Lors du procès de Laurent Bucyibaruta devant la cour d’assises de Paris, François Graner, chercheur, a affirmé que l’attaque du Front Patriotique Rwandais (FPR) avait été utilisée par le gouvernement comme justification des massacres de Tutsi, menant finalement au génocide de 1994.
« Le FPR était perçu comme l’ennemi : des opposants au président Habyarimana, majoritairement des exilés Tutsi basés en Ouganda, assimilés à l’ensemble des Tutsi du Rwanda, » a expliqué Graner.

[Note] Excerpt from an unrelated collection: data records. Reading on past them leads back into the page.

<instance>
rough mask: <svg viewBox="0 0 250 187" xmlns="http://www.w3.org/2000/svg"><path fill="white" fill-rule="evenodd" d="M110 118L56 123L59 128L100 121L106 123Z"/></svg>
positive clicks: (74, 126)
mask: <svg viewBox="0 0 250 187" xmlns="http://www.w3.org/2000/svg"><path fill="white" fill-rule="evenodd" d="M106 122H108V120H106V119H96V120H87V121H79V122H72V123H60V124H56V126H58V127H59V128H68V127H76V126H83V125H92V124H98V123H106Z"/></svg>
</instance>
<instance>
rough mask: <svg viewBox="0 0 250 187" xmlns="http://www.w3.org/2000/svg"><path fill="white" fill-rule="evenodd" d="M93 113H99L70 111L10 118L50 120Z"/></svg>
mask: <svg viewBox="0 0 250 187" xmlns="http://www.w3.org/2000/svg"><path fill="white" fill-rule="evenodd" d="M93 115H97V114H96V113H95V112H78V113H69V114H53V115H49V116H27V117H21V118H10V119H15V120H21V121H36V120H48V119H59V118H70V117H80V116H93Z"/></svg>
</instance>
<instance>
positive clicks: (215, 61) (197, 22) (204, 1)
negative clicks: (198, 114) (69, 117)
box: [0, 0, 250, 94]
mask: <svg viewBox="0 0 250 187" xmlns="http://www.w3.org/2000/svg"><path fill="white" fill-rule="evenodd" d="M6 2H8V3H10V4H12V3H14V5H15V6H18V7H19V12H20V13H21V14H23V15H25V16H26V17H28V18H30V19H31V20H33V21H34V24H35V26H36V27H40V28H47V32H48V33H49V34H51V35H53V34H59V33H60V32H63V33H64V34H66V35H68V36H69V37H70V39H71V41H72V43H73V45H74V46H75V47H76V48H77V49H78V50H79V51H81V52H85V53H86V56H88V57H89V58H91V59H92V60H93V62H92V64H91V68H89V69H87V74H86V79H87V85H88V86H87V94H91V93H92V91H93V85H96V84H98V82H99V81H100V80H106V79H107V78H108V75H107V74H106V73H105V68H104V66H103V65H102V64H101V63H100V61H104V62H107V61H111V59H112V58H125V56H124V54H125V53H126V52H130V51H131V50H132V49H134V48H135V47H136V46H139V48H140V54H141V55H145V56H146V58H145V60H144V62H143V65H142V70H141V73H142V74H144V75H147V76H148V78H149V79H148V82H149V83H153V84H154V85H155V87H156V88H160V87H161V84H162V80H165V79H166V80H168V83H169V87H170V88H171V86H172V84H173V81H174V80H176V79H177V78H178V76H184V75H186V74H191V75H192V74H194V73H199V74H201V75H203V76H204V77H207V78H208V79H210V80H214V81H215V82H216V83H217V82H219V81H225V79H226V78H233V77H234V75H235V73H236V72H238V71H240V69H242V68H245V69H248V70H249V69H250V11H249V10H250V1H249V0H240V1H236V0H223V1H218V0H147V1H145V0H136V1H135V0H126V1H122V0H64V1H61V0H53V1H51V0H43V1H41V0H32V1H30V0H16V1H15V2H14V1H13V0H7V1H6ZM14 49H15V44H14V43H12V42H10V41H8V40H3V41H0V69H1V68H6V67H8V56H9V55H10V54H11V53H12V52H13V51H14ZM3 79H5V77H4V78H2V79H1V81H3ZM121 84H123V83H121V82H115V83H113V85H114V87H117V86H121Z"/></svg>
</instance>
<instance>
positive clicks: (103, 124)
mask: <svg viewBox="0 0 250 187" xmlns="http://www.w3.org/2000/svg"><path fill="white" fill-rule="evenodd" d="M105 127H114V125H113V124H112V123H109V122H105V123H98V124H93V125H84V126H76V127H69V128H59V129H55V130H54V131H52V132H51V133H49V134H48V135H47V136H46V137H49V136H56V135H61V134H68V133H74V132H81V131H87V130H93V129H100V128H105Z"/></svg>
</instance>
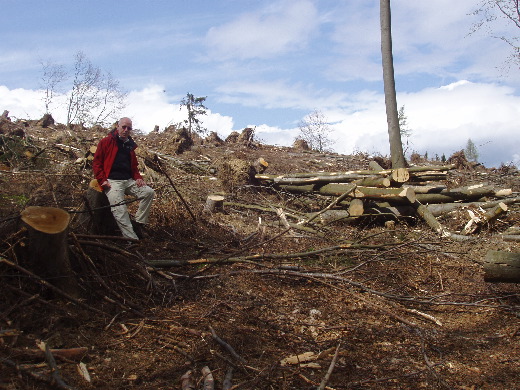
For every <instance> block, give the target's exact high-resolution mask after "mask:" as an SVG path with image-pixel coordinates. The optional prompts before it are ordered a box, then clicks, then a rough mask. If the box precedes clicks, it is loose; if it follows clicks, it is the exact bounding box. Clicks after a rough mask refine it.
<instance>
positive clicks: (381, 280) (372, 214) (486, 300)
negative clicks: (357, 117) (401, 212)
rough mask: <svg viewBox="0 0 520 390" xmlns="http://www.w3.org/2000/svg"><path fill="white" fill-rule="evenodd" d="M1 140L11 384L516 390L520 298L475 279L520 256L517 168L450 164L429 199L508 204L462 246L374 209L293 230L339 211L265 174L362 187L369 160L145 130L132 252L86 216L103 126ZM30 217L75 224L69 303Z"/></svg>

Le rôle de la France et ses intérêts en Afrique
Graner a également souligné que la France, tout en affirmant ne pas avoir l’intention d’exterminer les Tutsi, avait pour priorité de préserver ses intérêts en Afrique. L’Élysée cherchait à maintenir son influence dans la région, notamment en intégrant d’anciennes colonies belges dans sa sphère d’influence. Face à l’attaque du FPR en octobre 1990, la France a soutenu les Forces Armées Rwandaises (FAR) à travers l’opération Noroît, initialement prévue pour quelques semaines mais prolongée jusqu’en décembre 1993.
Les avertissements sur le risque de génocide
Dès octobre 1990, des avertissements sur un risque élevé de génocide ont été remontés à Paris. Le chef de l’armée rwandaise aurait confié à l’ambassadeur de France que l’attaque du FPR servirait de prétexte pour massacrer les Tutsi. En décembre 1990, le chef de la gendarmerie rwandaise aurait déclaré au général Varret que les Tutsi, peu nombreux, seraient éliminés.
Les premières violences et la continuité des massacres
Les premières violences incluent des rafles et meurtres de Tutsi à Kigali, ainsi que des massacres à Kibilira (Gisenyi) le 5 octobre 1990, au Mutara le 8 octobre (500 à 1 000 victimes), et à nouveau à Kibilira du 11 au 13 octobre (350 morts). Une continuité entre les autorités civiles, militaires, et la population générale a été observée, avec une implication de la garde présidentielle, de la gendarmerie, de l’armée, des milices, et des civils dans ce qui était appelé « défense civile » ou « défense populaire ».
Des pogroms récurrents ont suivi, notamment après un discours présidentiel fin octobre 1990, en janvier-février 1991 contre les Bagogwe (région des Volcans), du 4 au 9 mars 1992 dans le Bugesera, et fin décembre 1992 à Kibilira (Gisenyi).
Le procès de Bucyibaruta
Le procès de Laurent Bucyibaruta, ancien préfet de Gikongoro, a débuté le 9 mai 2022 et devrait se terminer le 12 juillet 2022. Pas moins de 110 témoins, incluant des témoins directs et contextuels, ont été convoqués pour ce procès historique.